相続財産の中で、自宅不動産の財産価値が最も高く、それ以外の財産としては、少しの預貯金以外にないというケースは少なくありません。
このようなケースの場合、相続の際にどのようなことが起こるのでしょう。
まず、相続人である配偶者が自宅を相続すると、他の相続人に自宅以外の財産が渡ってしまいます。そのため配偶者は自宅だけを相続し、預貯金が渡らないため、「家はあっても生活費等がない」ということになります。
また、他の相続人が相続した預貯金の額が相続割合に満たない時などは、配偶者は相続した自宅を売って満たない分の財産に企てることになります。
分配財産がなんとか預貯金からまかなえた場合でも、相続税の支払いがあります。
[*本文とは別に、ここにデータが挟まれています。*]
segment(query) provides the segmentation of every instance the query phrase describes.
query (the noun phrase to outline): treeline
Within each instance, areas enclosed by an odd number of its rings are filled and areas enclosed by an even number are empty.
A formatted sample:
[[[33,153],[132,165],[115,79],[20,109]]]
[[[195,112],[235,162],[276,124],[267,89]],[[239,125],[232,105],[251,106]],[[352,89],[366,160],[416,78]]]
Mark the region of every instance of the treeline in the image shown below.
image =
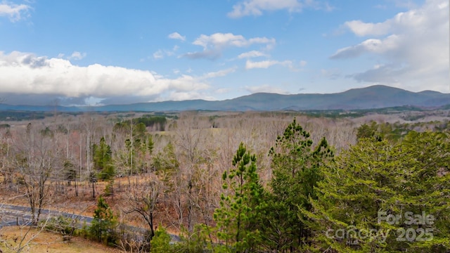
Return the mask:
[[[215,117],[221,128],[212,129],[210,117],[191,113],[156,133],[133,119],[108,125],[88,116],[63,128],[31,124],[2,137],[2,186],[23,193],[35,223],[42,207],[57,201],[49,197],[58,193],[52,182],[67,180],[77,200],[98,197],[89,237],[124,250],[450,249],[448,128],[409,129],[393,138],[397,124],[355,129],[245,114]],[[122,176],[128,182],[119,187]],[[98,181],[107,183],[96,192]],[[86,181],[92,197],[77,190]],[[59,193],[65,199],[67,193]],[[112,198],[119,204],[108,206]],[[119,216],[142,221],[145,240],[121,237]],[[176,229],[181,242],[171,242],[165,228]]]

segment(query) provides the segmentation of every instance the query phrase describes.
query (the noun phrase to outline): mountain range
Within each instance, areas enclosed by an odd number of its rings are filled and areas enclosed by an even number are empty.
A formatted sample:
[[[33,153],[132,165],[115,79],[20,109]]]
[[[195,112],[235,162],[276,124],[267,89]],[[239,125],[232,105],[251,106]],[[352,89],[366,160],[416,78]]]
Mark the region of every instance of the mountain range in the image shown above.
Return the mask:
[[[257,93],[224,100],[188,100],[139,103],[101,106],[34,106],[0,104],[0,110],[60,112],[124,111],[274,111],[312,110],[376,109],[397,106],[438,108],[450,104],[450,93],[424,91],[412,92],[382,85],[352,89],[335,93],[300,93],[281,95]]]

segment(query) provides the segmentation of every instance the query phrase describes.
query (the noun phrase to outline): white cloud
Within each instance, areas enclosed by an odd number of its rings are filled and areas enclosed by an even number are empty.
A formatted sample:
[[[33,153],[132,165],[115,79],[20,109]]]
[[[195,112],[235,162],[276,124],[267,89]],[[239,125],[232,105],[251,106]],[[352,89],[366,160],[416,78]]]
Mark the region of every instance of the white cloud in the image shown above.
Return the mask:
[[[245,63],[245,69],[250,70],[252,68],[268,68],[269,67],[271,67],[275,65],[280,65],[283,66],[288,66],[290,67],[292,67],[292,62],[290,60],[279,61],[279,60],[272,60],[254,62],[254,61],[248,60],[247,62]]]
[[[193,44],[201,46],[204,48],[224,48],[228,46],[243,47],[253,44],[274,44],[275,39],[266,37],[255,37],[249,39],[242,35],[235,35],[232,33],[215,33],[211,35],[201,34],[194,41]]]
[[[205,74],[203,74],[202,76],[202,78],[205,79],[207,79],[207,78],[214,78],[214,77],[224,77],[230,73],[233,73],[235,71],[236,71],[236,67],[230,67],[229,69],[226,70],[219,70],[219,71],[217,71],[217,72],[209,72],[209,73],[206,73]]]
[[[330,11],[333,7],[327,2],[315,0],[245,0],[233,6],[228,13],[230,18],[240,18],[246,15],[259,16],[264,11],[288,10],[289,12],[300,12],[306,8],[323,9]]]
[[[26,4],[15,4],[3,1],[0,3],[0,17],[6,16],[11,22],[19,21],[24,18],[23,15],[29,16],[31,6]]]
[[[175,54],[178,48],[179,48],[178,46],[174,46],[172,50],[158,49],[156,52],[153,53],[153,58],[158,60],[162,59],[165,56],[172,56]]]
[[[181,36],[178,32],[171,33],[170,34],[169,34],[168,37],[169,37],[169,39],[179,39],[179,40],[183,41],[184,41],[186,40],[186,36]]]
[[[273,46],[276,43],[275,39],[266,37],[255,37],[245,39],[242,35],[235,35],[232,33],[215,33],[211,35],[201,34],[193,44],[203,47],[200,52],[190,52],[183,55],[191,59],[207,58],[216,59],[221,56],[222,51],[229,47],[245,47],[252,44],[263,44]]]
[[[59,56],[59,55],[58,55]],[[69,60],[82,60],[86,57],[86,53],[80,53],[78,51],[74,51],[70,56],[68,57]]]
[[[449,92],[449,1],[427,0],[419,7],[378,23],[344,24],[358,37],[372,37],[338,49],[332,59],[376,56],[376,65],[348,75],[359,82],[413,91]]]
[[[238,56],[238,58],[243,59],[243,58],[256,58],[256,57],[262,57],[262,56],[267,56],[267,55],[263,52],[253,50],[249,52],[245,52],[240,54],[239,56]]]
[[[289,92],[283,90],[283,89],[281,89],[278,87],[274,87],[268,84],[264,84],[261,86],[245,86],[245,89],[252,93],[264,92],[264,93],[278,93],[278,94],[289,94]]]
[[[213,72],[201,77],[182,75],[168,79],[150,71],[99,64],[72,65],[63,58],[32,53],[0,52],[0,93],[50,94],[68,98],[120,96],[160,97],[164,92],[190,93],[210,89],[208,78],[230,72]]]
[[[153,58],[155,59],[162,59],[164,58],[164,52],[161,49],[158,49],[156,52],[153,53]]]

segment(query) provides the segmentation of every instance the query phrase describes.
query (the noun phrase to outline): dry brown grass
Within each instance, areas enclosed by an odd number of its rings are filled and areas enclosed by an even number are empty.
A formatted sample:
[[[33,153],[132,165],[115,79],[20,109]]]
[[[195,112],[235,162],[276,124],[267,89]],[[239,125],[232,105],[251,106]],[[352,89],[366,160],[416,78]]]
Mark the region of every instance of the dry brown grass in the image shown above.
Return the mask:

これも払いきることが出来なければ、自宅を売って支払わなくてはいけません。
方法として、延納や物納という手段もありますが、いずれの場合も遺された配偶者は今後の生活資金が不足したり、住み慣れた家を手放さなくてはならないという事態になりかねません。

そういった問題を解決するための制度が、『配偶者居住権』です。
配偶者の居住権を保護するために考えられ、2020年4月の施工が予定されています。
これは、不動産の所有権を
①配偶者が死亡するまで住み続けられる
『配偶者居住権』
②他の相続人が居住権以外の所有権だけを持つ『負担付き所有権』
の二つに分ける制度です。
この制度は配偶者にとっては大きなメリットとなりますが、他の相続人からするとデメリットにもなります。配偶者が生きている限りその自宅に住むことも売りに出して現金化することも出来ないためです。これはトラブルの元にもなりかねません。
配偶者居住権については、遺言書に書き残しておくだけでなく、相続人の間でしっかりと話し合いをすることが必要です。